How then can we say that an equation such as
r = (2,1,3) + t(1,2,4) is the "equation of a line"?

Also, why is it not possible to produce a scalar equation for a line in 3-D?

[pmb_phy]

Originally posted by Saad
Scalar equations such as y=2x+3 actually generate POINTS which are collinear. A vector equation, as the name implies, generates VECTORS, and these vectors are definitely NOT COLLINEAR.

How then can we say that an equation such as
r = (2,1,3) + t(1,2,4) is the "equation of a line"?

Also, why is it not possible to produce a scalar equation for a line in 3-D?

Consider the physical meaning of the vector r. That is called the position vector. It represents a spatial displacement from a point called the origin. The tip of the vector defines a point and it is that point we are refering to as the position.
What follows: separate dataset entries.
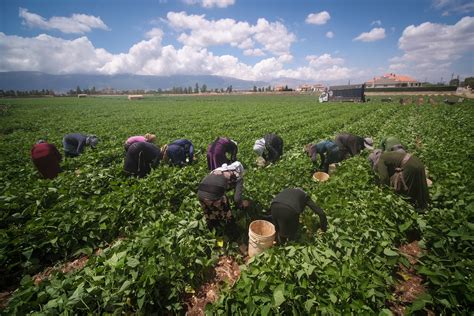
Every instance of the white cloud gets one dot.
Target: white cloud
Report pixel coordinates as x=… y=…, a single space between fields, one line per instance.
x=318 y=18
x=50 y=54
x=375 y=34
x=454 y=6
x=272 y=36
x=54 y=55
x=433 y=47
x=76 y=24
x=211 y=3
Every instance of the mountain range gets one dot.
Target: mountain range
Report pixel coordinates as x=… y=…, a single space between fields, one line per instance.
x=33 y=80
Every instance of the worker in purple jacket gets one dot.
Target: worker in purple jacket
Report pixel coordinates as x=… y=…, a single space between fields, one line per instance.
x=179 y=152
x=74 y=143
x=218 y=150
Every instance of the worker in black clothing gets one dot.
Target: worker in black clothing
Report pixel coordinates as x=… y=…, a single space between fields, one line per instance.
x=352 y=144
x=285 y=211
x=270 y=147
x=213 y=199
x=141 y=157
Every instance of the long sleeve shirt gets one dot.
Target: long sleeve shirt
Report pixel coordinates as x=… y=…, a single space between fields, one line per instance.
x=387 y=164
x=140 y=158
x=297 y=200
x=216 y=153
x=46 y=158
x=179 y=150
x=214 y=186
x=74 y=143
x=135 y=139
x=390 y=142
x=273 y=146
x=349 y=143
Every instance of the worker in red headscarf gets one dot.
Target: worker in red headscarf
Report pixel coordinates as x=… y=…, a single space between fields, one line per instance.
x=46 y=159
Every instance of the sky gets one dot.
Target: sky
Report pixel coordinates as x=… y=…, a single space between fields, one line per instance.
x=317 y=41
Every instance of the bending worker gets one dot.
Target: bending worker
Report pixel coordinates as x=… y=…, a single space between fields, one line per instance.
x=179 y=152
x=404 y=172
x=286 y=208
x=270 y=147
x=218 y=150
x=334 y=154
x=392 y=143
x=46 y=159
x=352 y=144
x=141 y=158
x=149 y=138
x=74 y=143
x=212 y=195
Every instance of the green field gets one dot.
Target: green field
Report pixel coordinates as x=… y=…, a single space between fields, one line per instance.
x=156 y=246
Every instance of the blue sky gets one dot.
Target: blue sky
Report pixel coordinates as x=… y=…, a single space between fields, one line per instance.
x=319 y=41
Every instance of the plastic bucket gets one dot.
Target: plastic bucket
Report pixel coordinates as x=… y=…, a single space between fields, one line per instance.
x=261 y=236
x=320 y=176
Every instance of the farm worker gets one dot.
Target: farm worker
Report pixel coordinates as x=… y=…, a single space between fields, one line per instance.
x=403 y=172
x=270 y=147
x=352 y=144
x=212 y=194
x=179 y=152
x=150 y=138
x=74 y=143
x=286 y=208
x=140 y=158
x=46 y=159
x=392 y=143
x=216 y=152
x=334 y=154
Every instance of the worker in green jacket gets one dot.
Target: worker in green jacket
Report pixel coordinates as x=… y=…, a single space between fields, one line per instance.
x=392 y=143
x=404 y=172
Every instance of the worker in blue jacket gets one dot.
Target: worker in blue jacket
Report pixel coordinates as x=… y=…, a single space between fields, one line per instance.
x=328 y=151
x=74 y=143
x=179 y=152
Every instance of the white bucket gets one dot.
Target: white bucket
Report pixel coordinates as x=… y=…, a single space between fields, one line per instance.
x=261 y=236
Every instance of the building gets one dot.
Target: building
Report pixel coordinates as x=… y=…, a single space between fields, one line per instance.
x=311 y=88
x=392 y=81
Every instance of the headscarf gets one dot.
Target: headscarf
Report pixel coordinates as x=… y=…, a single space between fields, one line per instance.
x=150 y=138
x=369 y=143
x=92 y=140
x=259 y=146
x=374 y=158
x=235 y=166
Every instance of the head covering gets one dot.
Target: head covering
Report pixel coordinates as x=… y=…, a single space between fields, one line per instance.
x=92 y=140
x=369 y=143
x=374 y=157
x=259 y=146
x=150 y=137
x=235 y=166
x=164 y=152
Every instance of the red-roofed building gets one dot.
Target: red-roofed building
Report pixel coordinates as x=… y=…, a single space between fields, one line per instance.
x=392 y=81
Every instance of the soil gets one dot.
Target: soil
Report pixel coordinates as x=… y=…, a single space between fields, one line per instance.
x=226 y=271
x=410 y=286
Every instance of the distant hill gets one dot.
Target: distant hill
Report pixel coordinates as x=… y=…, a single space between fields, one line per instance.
x=33 y=80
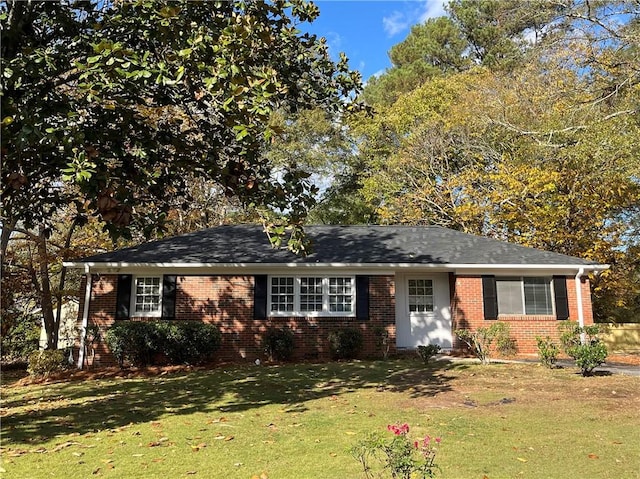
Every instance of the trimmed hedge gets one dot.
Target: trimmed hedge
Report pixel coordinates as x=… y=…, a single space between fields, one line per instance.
x=43 y=363
x=181 y=342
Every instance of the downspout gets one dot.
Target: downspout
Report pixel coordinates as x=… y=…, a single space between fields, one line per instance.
x=85 y=316
x=579 y=301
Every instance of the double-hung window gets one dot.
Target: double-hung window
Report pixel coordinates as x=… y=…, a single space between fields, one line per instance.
x=420 y=295
x=312 y=295
x=524 y=296
x=147 y=296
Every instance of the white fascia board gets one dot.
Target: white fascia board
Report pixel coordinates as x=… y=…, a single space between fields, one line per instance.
x=372 y=268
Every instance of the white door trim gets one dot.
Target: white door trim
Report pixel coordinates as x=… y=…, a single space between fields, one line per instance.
x=435 y=327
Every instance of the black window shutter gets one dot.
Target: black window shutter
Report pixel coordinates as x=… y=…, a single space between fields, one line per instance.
x=362 y=297
x=489 y=297
x=169 y=296
x=260 y=296
x=123 y=296
x=561 y=297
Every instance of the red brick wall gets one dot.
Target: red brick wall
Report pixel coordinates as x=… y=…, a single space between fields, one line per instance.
x=101 y=312
x=467 y=313
x=227 y=302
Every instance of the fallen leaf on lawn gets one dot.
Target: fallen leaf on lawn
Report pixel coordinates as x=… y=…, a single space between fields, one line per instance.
x=17 y=452
x=63 y=445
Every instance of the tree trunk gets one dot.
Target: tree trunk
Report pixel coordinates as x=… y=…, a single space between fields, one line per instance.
x=51 y=323
x=63 y=273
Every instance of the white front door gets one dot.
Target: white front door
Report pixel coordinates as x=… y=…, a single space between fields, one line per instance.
x=423 y=311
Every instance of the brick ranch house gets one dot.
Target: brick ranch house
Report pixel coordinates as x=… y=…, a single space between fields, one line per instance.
x=418 y=284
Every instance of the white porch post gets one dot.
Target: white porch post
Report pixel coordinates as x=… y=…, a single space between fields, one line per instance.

Since r is the position vector which traces out a line, i.e. the tip of the vector traces out a line, the its called the equation of a line. Likewise the tip of the vector

\mathbf{r} = cos \theta \mathbf{i} + sin \theta \mathbf{j}

traces out a circle. Therefore one can say that this is the equation of a circle.

[matt grime]

It is possible to produce a set of scalar equations that generate a line in R^3

eg the line (1,2,3) + t(2,3,1) is also described as

(x- 1)/2 = (y-2)/3 = z-3


just as the original scalar equation you gave is expressible as a vector equation:

L = (0,3) +t(1,2)

[selfAdjoint]

It is possible to produce a set of scalar equations that generate a line in R^3

eg the line (1,2,3) + t(2,3,1) is also described as

(x- 1)/2 = (y-2)/3 = z-3


just as the original scalar equation you gave is expressible as a vector equation:

L = (0,3) +t(1,2)

This is called a parametric rep, with t as the parameter. For three dimension look up "direction cosines".